In [None]:
%pylab inline
rcParams['figure.figsize'] = (10, 4) #wide graphs by default
from __future__ import print_function
from __future__ import division

In [None]:
from scipy.io import wavfile
sr, src = wavfile.read('media/THX.wav')
sr2, src2 = wavfile.read('media/passport.wav')

# Downmix
src_mono = sum(src.astype(float)/src.shape[1], axis=1).astype(src.dtype)
# Normalize
abs_max = max(abs(src_mono.min().astype(float)), abs(src_mono.max().astype(float)))
src_mono_norm = src_mono.astype(float) / abs_max

In [None]:
from IPython.display import Audio
Audio(src_mono, rate=sr)

# Root Mean Squared

$$x_{\mathrm{rms}} =
\sqrt{ \frac{1}{n} \left( x_1^2 + x_2^2 + \cdots + x_n^2 \right) }.$$

http://en.wikipedia.org/wiki/Root_mean_square

In [None]:
win_size = 2048
hop = 1024
window_start = arange(0, len(src_mono_norm), hop)

window_start

In [None]:
rms = []

for start in window_start:
    w = src_mono_norm[start: start+win_size].astype(float)
    rms_inst = sqrt(mean(w**2))
    rms.append(rms_inst)

In [None]:
plot(rms)

In [None]:
win_sizes = [512, 1024, 2048, 4096]

rms_windows = []

for win_size in win_sizes:
    hop = win_size/2
    window_start = arange(0, len(src_mono_norm), hop) # XXX why does this make floats??!
    rms = []
    for start in window_start:
        s = start.astype('int')
        w = src_mono_norm[s: s+win_size].astype(float)
        rms_inst = sqrt(mean(w**2))
        rms.append(rms_inst)
    rms_windows.append(rms)

In [None]:
for rms_plot in rms_windows:
    plot(rms_plot)

In [None]:
for rms_plot in rms_windows:
    plot(linspace(0, len(src_mono_norm), len(rms_plot)), rms_plot)

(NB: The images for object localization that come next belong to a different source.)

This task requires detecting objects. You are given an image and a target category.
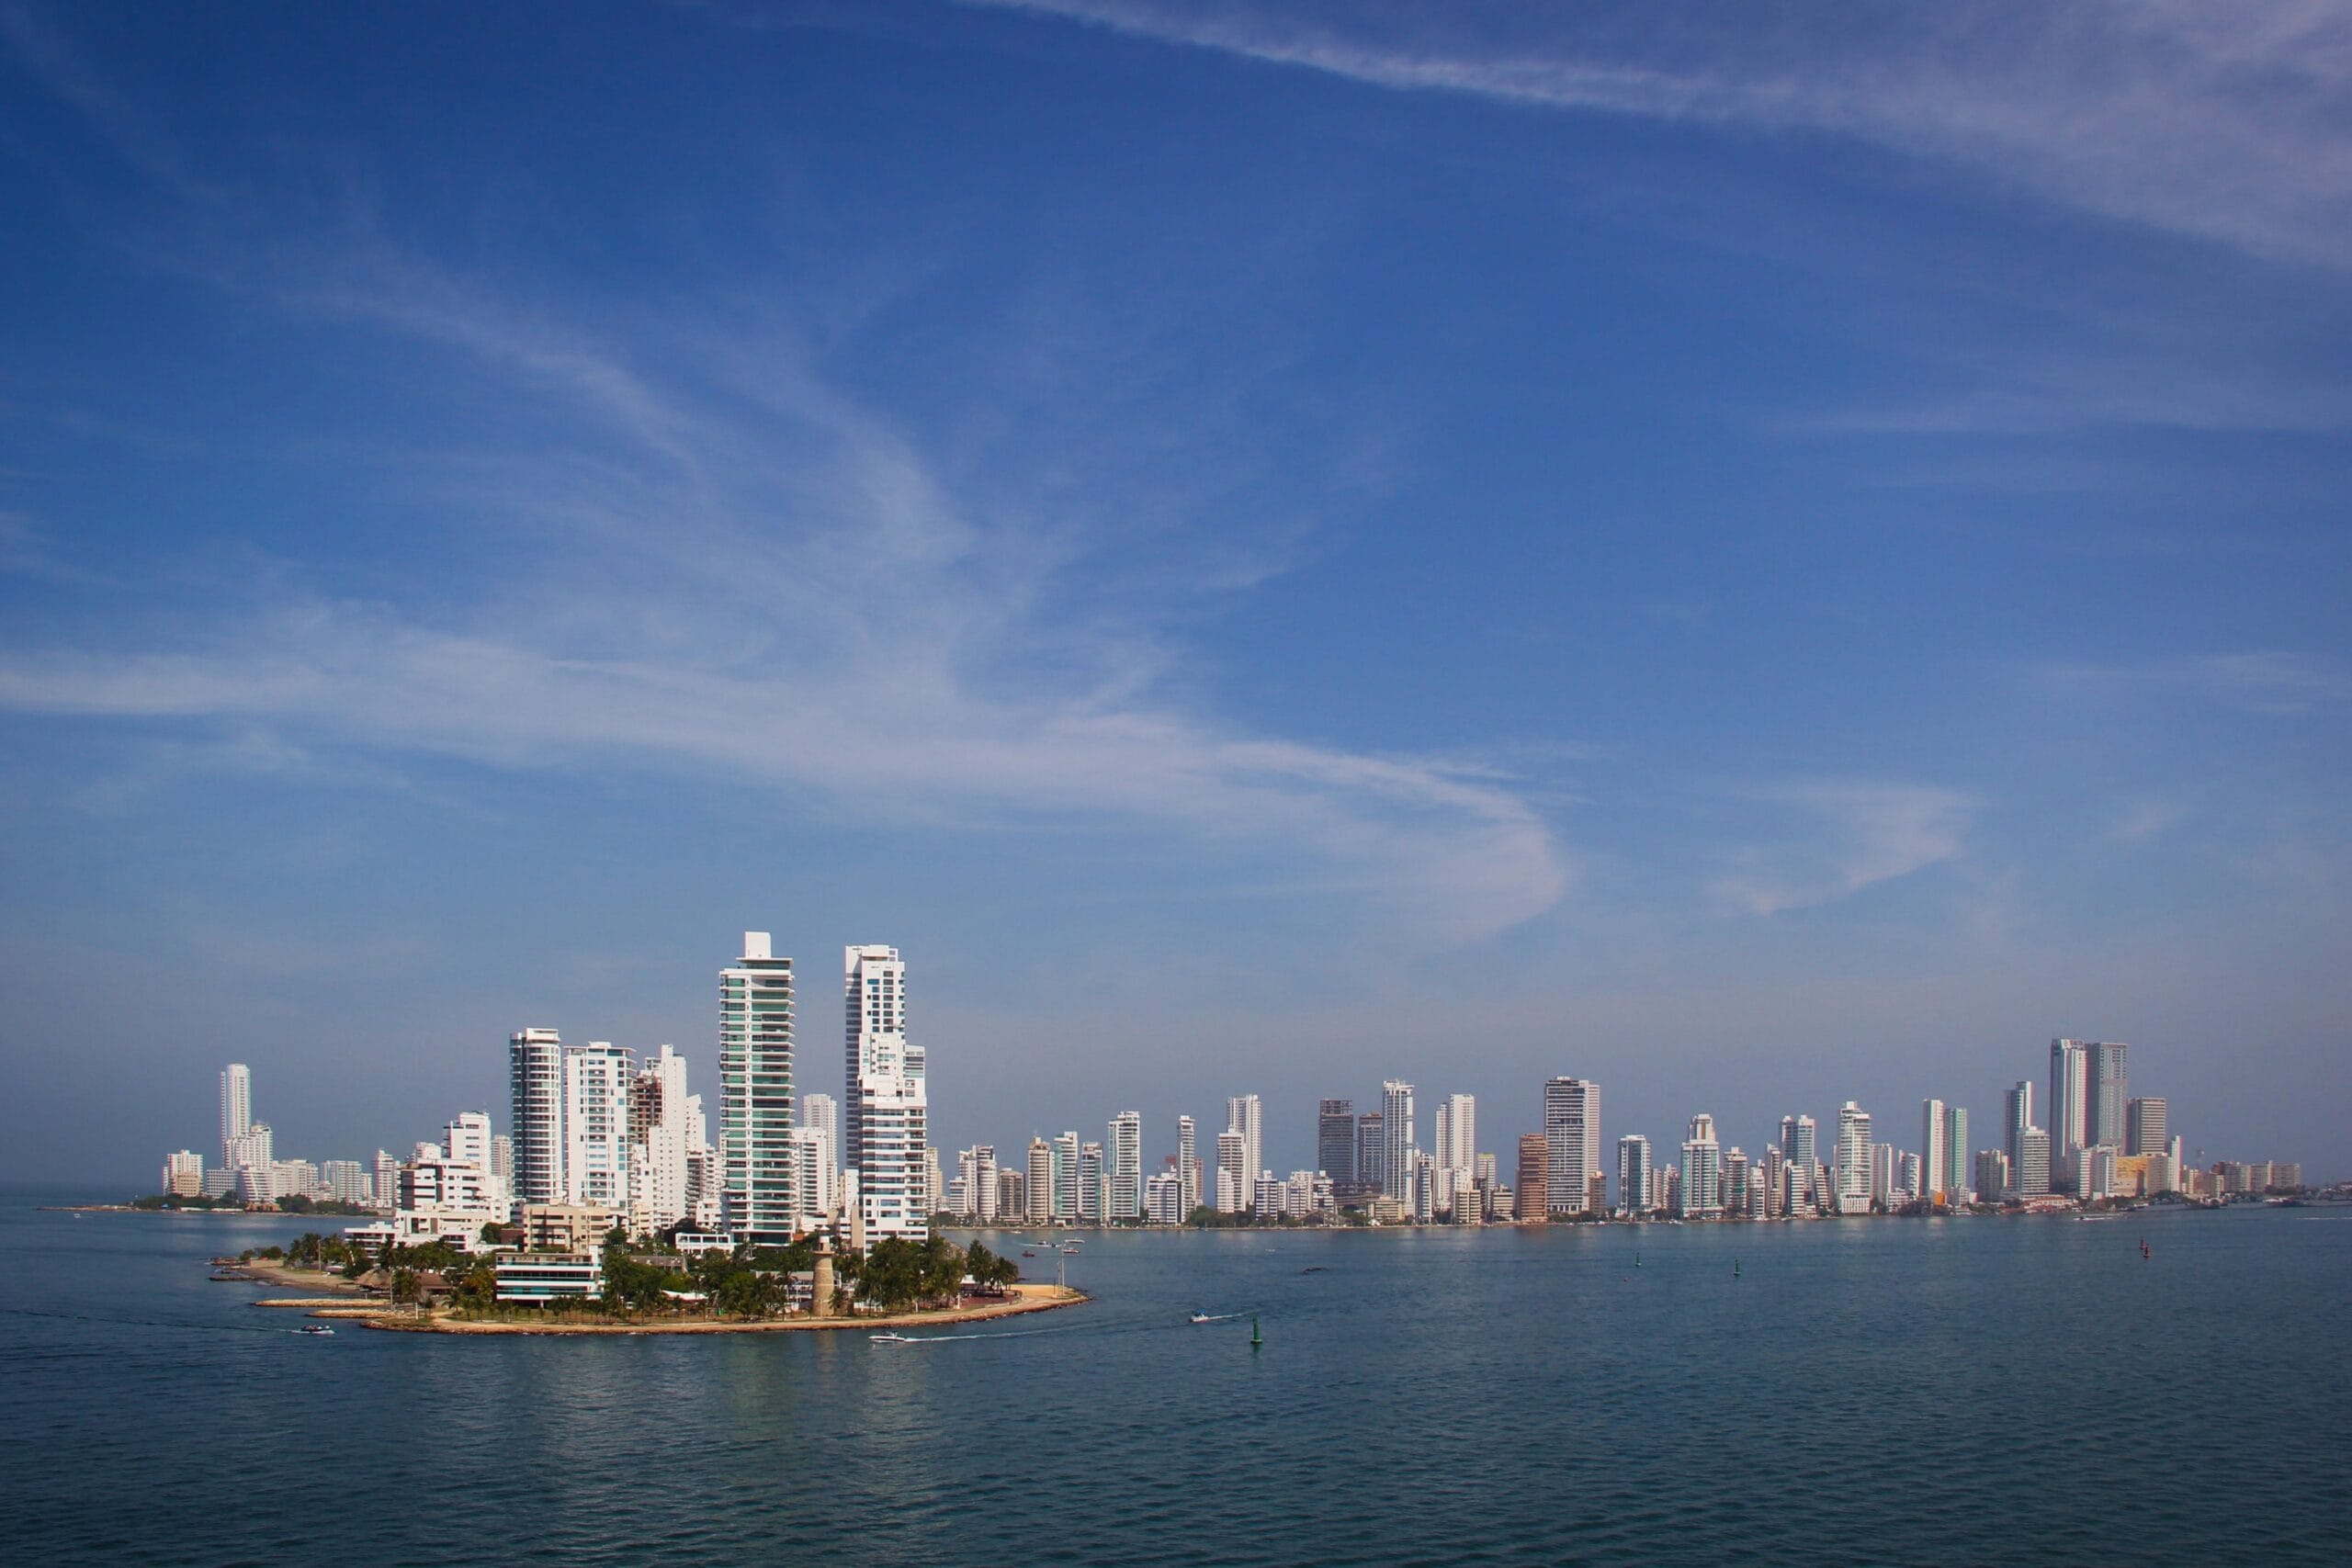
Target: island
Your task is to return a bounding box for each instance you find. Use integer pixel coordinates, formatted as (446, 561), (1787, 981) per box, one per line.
(217, 1231), (1087, 1336)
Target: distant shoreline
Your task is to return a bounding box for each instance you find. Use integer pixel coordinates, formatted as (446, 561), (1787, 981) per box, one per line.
(345, 1281), (1085, 1336)
(46, 1204), (379, 1217)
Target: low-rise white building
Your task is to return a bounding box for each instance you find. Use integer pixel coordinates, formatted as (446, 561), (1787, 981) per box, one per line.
(493, 1253), (604, 1305)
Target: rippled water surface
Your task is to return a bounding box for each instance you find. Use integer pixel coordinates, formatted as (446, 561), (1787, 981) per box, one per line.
(4, 1192), (2346, 1565)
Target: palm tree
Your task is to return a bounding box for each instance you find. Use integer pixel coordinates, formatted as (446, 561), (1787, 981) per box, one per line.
(390, 1268), (421, 1313)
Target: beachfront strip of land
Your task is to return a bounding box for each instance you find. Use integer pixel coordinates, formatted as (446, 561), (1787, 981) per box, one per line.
(231, 1260), (1084, 1336)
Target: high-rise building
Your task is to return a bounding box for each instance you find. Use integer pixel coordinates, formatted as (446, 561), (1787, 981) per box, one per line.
(1432, 1094), (1475, 1170)
(445, 1110), (493, 1173)
(1078, 1142), (1105, 1223)
(562, 1043), (633, 1211)
(509, 1029), (565, 1207)
(2087, 1042), (2129, 1150)
(627, 1044), (694, 1233)
(220, 1120), (276, 1197)
(1616, 1134), (1651, 1215)
(845, 944), (927, 1245)
(1177, 1115), (1198, 1214)
(1215, 1128), (1250, 1213)
(1145, 1168), (1185, 1224)
(1317, 1100), (1357, 1187)
(1379, 1081), (1415, 1201)
(997, 1167), (1025, 1219)
(1973, 1148), (2009, 1200)
(2004, 1080), (2034, 1183)
(720, 932), (797, 1247)
(163, 1149), (204, 1197)
(2049, 1039), (2091, 1189)
(322, 1158), (368, 1206)
(1833, 1102), (1872, 1213)
(220, 1065), (253, 1169)
(789, 1124), (836, 1224)
(1921, 1099), (1950, 1205)
(2125, 1097), (2167, 1157)
(1109, 1111), (1143, 1222)
(1052, 1131), (1080, 1220)
(1868, 1143), (1900, 1209)
(1544, 1077), (1601, 1215)
(1026, 1136), (1053, 1223)
(2017, 1126), (2051, 1198)
(800, 1093), (839, 1153)
(1357, 1111), (1386, 1196)
(956, 1145), (998, 1222)
(490, 1134), (514, 1198)
(796, 1092), (840, 1220)
(1515, 1133), (1549, 1221)
(1918, 1100), (1969, 1203)
(1679, 1114), (1722, 1218)
(1778, 1114), (1818, 1210)
(1939, 1104), (1969, 1200)
(1227, 1095), (1263, 1208)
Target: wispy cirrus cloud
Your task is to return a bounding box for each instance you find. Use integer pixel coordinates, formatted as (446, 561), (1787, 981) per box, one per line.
(1709, 781), (1977, 917)
(969, 0), (2352, 267)
(2040, 650), (2351, 717)
(0, 237), (1573, 942)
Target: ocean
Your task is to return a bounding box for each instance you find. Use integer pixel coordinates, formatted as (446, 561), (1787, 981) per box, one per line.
(2, 1190), (2345, 1565)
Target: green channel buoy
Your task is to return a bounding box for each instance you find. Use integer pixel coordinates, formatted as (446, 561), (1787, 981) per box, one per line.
(1250, 1314), (1262, 1349)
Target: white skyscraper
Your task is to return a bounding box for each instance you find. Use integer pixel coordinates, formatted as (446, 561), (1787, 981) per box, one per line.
(800, 1092), (839, 1155)
(1047, 1130), (1080, 1218)
(562, 1042), (633, 1211)
(720, 932), (797, 1247)
(1109, 1111), (1143, 1222)
(1679, 1113), (1722, 1218)
(1433, 1093), (1476, 1170)
(1921, 1098), (1949, 1206)
(794, 1092), (840, 1224)
(444, 1110), (492, 1172)
(957, 1145), (999, 1221)
(1215, 1128), (1250, 1213)
(788, 1124), (835, 1225)
(1379, 1081), (1415, 1201)
(1616, 1134), (1652, 1215)
(508, 1028), (565, 1206)
(2049, 1039), (2090, 1190)
(629, 1044), (694, 1234)
(1177, 1114), (1198, 1215)
(220, 1064), (252, 1171)
(845, 944), (927, 1245)
(1026, 1137), (1053, 1222)
(1227, 1095), (1263, 1207)
(2004, 1080), (2033, 1188)
(1544, 1077), (1602, 1215)
(1833, 1102), (1872, 1214)
(1778, 1114), (1818, 1212)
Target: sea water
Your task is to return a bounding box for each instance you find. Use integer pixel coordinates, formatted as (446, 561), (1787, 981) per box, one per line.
(2, 1190), (2345, 1565)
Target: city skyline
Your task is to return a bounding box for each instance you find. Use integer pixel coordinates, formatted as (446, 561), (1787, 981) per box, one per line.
(139, 924), (2321, 1208)
(3, 4), (2346, 1183)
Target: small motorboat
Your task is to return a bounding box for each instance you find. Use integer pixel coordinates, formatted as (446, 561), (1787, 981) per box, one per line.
(297, 1325), (334, 1336)
(1300, 1266), (1325, 1274)
(870, 1332), (913, 1344)
(1189, 1312), (1214, 1325)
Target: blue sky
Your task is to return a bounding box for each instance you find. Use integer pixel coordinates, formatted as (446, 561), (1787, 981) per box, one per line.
(2, 1), (2346, 1183)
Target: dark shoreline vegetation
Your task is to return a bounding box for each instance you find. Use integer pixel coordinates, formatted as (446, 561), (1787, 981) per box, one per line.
(130, 1193), (373, 1214)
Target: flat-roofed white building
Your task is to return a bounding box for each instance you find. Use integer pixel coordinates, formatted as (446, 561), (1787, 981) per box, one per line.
(494, 1253), (604, 1305)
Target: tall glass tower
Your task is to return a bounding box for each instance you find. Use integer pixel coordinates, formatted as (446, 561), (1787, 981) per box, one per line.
(721, 933), (796, 1246)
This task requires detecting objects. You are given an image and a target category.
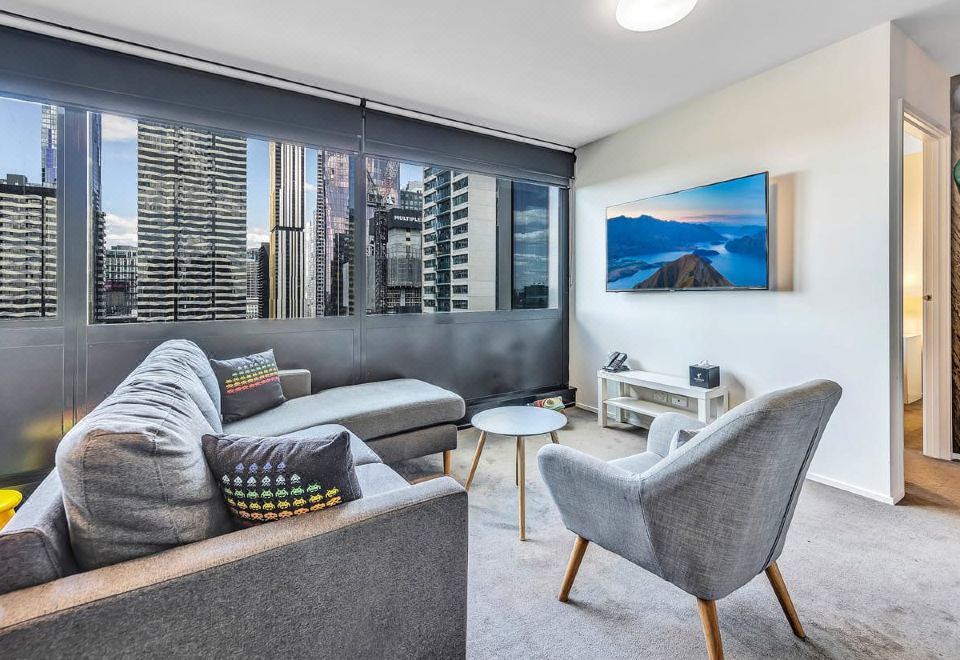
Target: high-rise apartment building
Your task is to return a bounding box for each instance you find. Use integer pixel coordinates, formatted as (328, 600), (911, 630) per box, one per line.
(268, 142), (305, 319)
(0, 174), (57, 318)
(421, 168), (496, 312)
(136, 122), (247, 321)
(246, 243), (269, 319)
(100, 244), (137, 321)
(316, 151), (353, 316)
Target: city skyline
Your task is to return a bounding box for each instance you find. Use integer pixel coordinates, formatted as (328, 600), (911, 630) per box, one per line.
(0, 96), (555, 322)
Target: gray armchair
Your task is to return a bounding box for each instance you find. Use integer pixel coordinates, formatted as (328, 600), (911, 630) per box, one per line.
(538, 380), (841, 660)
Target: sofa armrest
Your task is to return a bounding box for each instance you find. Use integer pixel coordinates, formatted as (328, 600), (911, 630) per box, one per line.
(0, 478), (468, 658)
(279, 368), (311, 399)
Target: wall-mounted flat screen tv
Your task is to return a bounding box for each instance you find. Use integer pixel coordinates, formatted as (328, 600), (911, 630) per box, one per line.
(606, 172), (769, 291)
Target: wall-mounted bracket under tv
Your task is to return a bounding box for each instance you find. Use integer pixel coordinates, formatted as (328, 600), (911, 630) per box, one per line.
(606, 172), (769, 292)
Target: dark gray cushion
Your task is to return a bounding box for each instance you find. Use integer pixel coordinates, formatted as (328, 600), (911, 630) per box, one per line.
(283, 424), (383, 466)
(209, 349), (285, 423)
(0, 472), (77, 595)
(56, 363), (234, 571)
(223, 379), (465, 440)
(202, 429), (362, 527)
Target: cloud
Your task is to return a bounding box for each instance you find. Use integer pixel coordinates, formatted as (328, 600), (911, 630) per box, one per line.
(513, 229), (549, 242)
(305, 182), (317, 193)
(247, 227), (269, 248)
(101, 115), (138, 142)
(104, 212), (137, 247)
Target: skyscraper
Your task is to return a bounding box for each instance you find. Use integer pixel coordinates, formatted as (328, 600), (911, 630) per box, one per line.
(421, 169), (496, 312)
(246, 243), (269, 319)
(0, 174), (57, 318)
(88, 114), (110, 322)
(101, 244), (137, 321)
(40, 104), (57, 187)
(136, 121), (247, 321)
(268, 142), (305, 319)
(366, 180), (423, 314)
(0, 104), (60, 319)
(316, 151), (353, 316)
(366, 159), (421, 314)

plot(linspace(0, len(src_mono_norm), len(rms_windows[-1])), rms_windows[-1], lw=3, color='w')

## Energy envelope

Half-wave rectification and low-pass filtering

In [None]:
src_rect = src_mono_norm *sign(src_mono_norm)

In [None]:
plot(src_rect[0:10000])

In [None]:
ee = convolve(src_rect, ones(4096))
p1 = plot(ee)
twinx()
p2 = plot(linspace(0, len(ee), len(rms_windows[-1])), rms_windows[-1], 'g')
legend((p1+p2),['Low-pass rect', 'Windowed RMS'])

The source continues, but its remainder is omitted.